I touched Pike's shoulder and pointed past them to the big sliding doors at the back of the hangar. The doors were open.

Pike nodded, and we slipped under the window and took one step toward the field when the two other guys who'd been with Charlie DeLuca came around the corner. One of them was tall and the other wasn't. The shorter one had a dead cigar in his mouth and what looked like a.32 revolver in his right hand. The taller one was grousing about the cold, and neither of them knew we were there until they saw us. Joe Pike hit the shorter guy with an outside spin kick that sounded like it broke his neck. The taller guy said, "Hey," and fired what was maybe a Rossi.38 into the ground, and I shot him high in the chest. Blood squirted out in a little geyser, and he looked down at it and then started pressing on the blood, trying to make it stay where it was. Then he fell over.

Inside, there were the sounds of fast movement and Karen screamed something and there was the peculiar high shriek that only young children can make. Someone started shooting and bullets slammed through the side of the hangar, well wide of us, and then the shooting stopped.

We looked in through either side of the window in time to see Charlie drag Toby through the hangar doors. Karen followed them. Peter was lying on his side and the fat guy kicked him twice, then took a blue revolver from under his jacket. He pulled Peter's head back and put the revolver into Peter's mouth. Pike shot him in the top of the left shoulder with a load of number four. The fat guy fell backward and Pike shot him again.

We ran back between the two Pawnee crop dusters just as Charlie came around the hangar with one arm locked around Toby Lloyd's neck, looking for us. The Browning.380 was pressed under Toby's ear. Charlie's face was bright red and there were veins standing out on his forehead.
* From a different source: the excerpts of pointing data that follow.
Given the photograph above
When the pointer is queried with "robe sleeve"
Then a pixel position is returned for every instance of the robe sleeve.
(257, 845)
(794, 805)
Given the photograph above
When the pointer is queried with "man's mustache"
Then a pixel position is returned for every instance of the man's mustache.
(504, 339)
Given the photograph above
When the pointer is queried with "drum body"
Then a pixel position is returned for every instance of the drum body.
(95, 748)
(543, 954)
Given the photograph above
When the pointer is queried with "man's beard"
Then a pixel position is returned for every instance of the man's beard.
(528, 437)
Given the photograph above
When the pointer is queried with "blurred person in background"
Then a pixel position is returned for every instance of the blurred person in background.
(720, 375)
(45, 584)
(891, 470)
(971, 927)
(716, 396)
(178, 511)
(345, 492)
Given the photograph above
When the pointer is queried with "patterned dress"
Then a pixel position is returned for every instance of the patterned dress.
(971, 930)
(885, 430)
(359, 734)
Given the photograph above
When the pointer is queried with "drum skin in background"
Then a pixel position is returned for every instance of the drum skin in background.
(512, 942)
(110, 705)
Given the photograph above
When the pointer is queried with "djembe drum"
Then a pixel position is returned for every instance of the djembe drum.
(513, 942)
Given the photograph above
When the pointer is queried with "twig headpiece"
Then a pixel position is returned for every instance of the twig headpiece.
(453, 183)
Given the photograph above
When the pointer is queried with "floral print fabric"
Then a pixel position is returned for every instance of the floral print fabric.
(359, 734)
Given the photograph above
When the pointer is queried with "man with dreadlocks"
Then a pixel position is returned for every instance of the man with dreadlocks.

He was checking the roofline. Batman and Robin always come down from the roof. He screamed, "You're mine, you sonofabitch. I'm gonna cut out your fuckin' guts and fry'm in a pan!"

Karen came around the corner behind them, tears washing her face, her hands tight and clawed. She wanted to run to Toby, but she was scared if she did the nut with the gun would kill him. She yelled, "Toby!"

Charlie DeLuca dug his pistol so deep under Toby's jaw that Toby shrieked again and wet his pants. Charlie yelled, "I'm gonna kill him, you chickenshit motherfuckers, you don't come out here. I'm gonna blow his fuckin' eyes out."

I glanced at Pike. Pike's flat black lenses were locked on Charlie DeLuca, the shotgun resting easy along the Pawnee's metal wing strut. Pike's a better shot than me. Maybe the best I've ever seen. I said, "He's going to do it. He's going to kill the boy."

"Yes."

I gave him the.357 and took the shotgun. "Can you make the shot?"

Karen screamed, "Help him, please. Somebody help!"

Pike said, "I can make the shot, but not with his gun on the boy that way. He could jerk when he dies."

Karen screamed, "Toby!"

Peter stumbled out of the hangar and said, "Let go my kid, you fat fuck!" There were cuts over both eyes and his nose was broken and his lips were split. There was so much blood on his face that he looked like he was wearing makeup. "I'm Peter Alan Nelsen, and I will kick your fat fucking ass!"

Karen screamed, "Peter! No!"

Charlie DeLuca smiled and swung the Browning toward Peter and said, "Kick this." Then he fired once.